O desembargador falou ainda sobre os casos de candidatos detidos neste domingo. Até o momento, só no Rio de Janeiro, foram detidas ao menos seis pessoas que concorriam a uma vaga para as câmaras de vereadores do estado, sob acusação de estarem fazendo boca de urna e compra de votos, segundo informações do próprio tribunal. Dell’Orto informou que os casos ainda estão em andamento e nenhum processo chegou ao TRE-RJ.

Mesários faltantes

Dell'Orto também disse que os mesários que faltaram às eleições neste domingo não prejudicaram o funcionamento das seções eleitorais. De acordo com Dell’Orto, em alguns locais houve redução do número de funcionários e convocações feitas com eleitores na fila.

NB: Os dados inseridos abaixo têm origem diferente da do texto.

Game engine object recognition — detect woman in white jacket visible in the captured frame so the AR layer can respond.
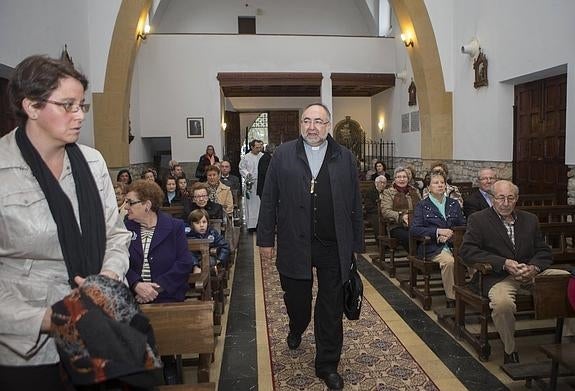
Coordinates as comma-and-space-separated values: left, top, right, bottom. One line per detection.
0, 56, 130, 390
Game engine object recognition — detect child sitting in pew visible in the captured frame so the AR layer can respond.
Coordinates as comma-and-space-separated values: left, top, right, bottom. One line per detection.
186, 209, 230, 270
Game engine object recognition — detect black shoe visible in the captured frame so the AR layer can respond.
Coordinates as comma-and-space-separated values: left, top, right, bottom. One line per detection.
503, 352, 519, 364
316, 372, 343, 390
286, 333, 301, 350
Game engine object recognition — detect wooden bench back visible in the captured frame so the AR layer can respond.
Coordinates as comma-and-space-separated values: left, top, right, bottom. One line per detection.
533, 274, 575, 319
140, 301, 215, 355
539, 222, 575, 264
516, 193, 557, 206
160, 205, 187, 220
517, 205, 575, 223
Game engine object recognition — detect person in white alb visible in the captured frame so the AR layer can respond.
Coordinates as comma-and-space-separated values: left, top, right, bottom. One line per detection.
239, 140, 263, 232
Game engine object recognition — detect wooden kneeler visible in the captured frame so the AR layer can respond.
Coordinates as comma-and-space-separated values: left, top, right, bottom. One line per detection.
140, 301, 216, 390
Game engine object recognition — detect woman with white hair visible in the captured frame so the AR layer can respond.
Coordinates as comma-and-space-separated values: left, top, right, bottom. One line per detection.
381, 167, 421, 250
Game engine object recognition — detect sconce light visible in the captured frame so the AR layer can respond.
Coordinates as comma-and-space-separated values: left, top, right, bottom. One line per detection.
461, 37, 479, 58
138, 23, 150, 41
401, 33, 413, 47
395, 69, 407, 81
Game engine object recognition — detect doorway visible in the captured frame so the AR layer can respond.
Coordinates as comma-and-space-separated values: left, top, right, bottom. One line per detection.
513, 74, 567, 204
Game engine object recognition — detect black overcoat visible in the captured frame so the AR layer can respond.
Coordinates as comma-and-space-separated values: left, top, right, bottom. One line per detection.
459, 208, 553, 295
257, 135, 364, 284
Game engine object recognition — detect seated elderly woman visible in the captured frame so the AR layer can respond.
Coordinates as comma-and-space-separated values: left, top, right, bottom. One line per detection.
125, 180, 201, 303
381, 167, 421, 250
409, 171, 465, 307
363, 175, 387, 238
423, 162, 463, 208
206, 166, 234, 216
184, 182, 224, 222
162, 175, 182, 206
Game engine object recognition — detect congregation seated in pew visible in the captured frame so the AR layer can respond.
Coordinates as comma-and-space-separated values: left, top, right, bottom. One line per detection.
460, 180, 573, 364
125, 180, 201, 384
381, 167, 421, 250
187, 182, 224, 222
409, 171, 465, 306
187, 209, 230, 268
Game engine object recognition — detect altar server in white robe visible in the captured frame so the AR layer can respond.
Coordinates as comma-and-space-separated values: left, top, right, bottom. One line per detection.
239, 140, 263, 232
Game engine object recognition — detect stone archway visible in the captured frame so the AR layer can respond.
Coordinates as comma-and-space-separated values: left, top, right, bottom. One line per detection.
92, 0, 152, 167
389, 0, 453, 160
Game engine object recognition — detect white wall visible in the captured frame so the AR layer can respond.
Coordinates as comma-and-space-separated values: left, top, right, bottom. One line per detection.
0, 0, 120, 146
331, 97, 373, 139
426, 0, 575, 164
152, 0, 370, 36
131, 35, 396, 163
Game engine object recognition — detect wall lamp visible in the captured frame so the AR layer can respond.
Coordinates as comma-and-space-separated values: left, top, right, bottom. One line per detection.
461, 37, 479, 58
138, 24, 150, 41
395, 69, 407, 81
401, 33, 413, 47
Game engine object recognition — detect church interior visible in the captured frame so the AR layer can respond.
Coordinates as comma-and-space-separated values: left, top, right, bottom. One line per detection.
0, 0, 575, 391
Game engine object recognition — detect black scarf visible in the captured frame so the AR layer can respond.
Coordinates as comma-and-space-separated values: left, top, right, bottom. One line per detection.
16, 127, 106, 287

— A notícia que eu tenho é que todas as seções acabaram funcionando sem nenhum problema, no sentido de talvez [ter que] reduzir o número de mesários; ao invés de você ter quatro, ficou com três, alguns até com dois. E a legislação prevê essa convocação na fila. Eu sei de casos de pessoas que foram convocadas na fila e posteriormente foram até dispensadas — disse o desembargador.

De acordo com Dell’Orto, o mesário faltoso deverá se apresentar diante de um juiz eleitoral para justificar a sua ausência. Mais cedo, o presidente do TRE-RJ, Cláudio Brandão de Oliveira, já havia falado que as pessoas que não derem a devida justificativa vão responder à Justiça Eleitoral.

No entanto, Dell’Orto que os juízes irão avaliar cada caso, principalmente levando em conta a situação econômica do mesário e pandemia, fator que, segundo o desembargador, deu ao pleito um caráter inédito.

— Isso revela que estávamos enfrentando um ineditismo enorme, que era exatamente preparar uma eleição dentro de um quadro de pandemia. E certamente os juízes, ao julgar as situações de eventuais mesários faltosos, vão avaliar essas situações — disse o desembargador.

Dell’Orto falou ainda que sua impressão era que houve uma “presença significativa” dos eleitores às urnas, mas que isso ainda não pode ser confirmado, já que os números oficiais só serão divulgados mais tarde. O desembargador informou também que, até agora, 475 urnas tiveram que ser substituídas em todo estado do Rio — 270 só na capital.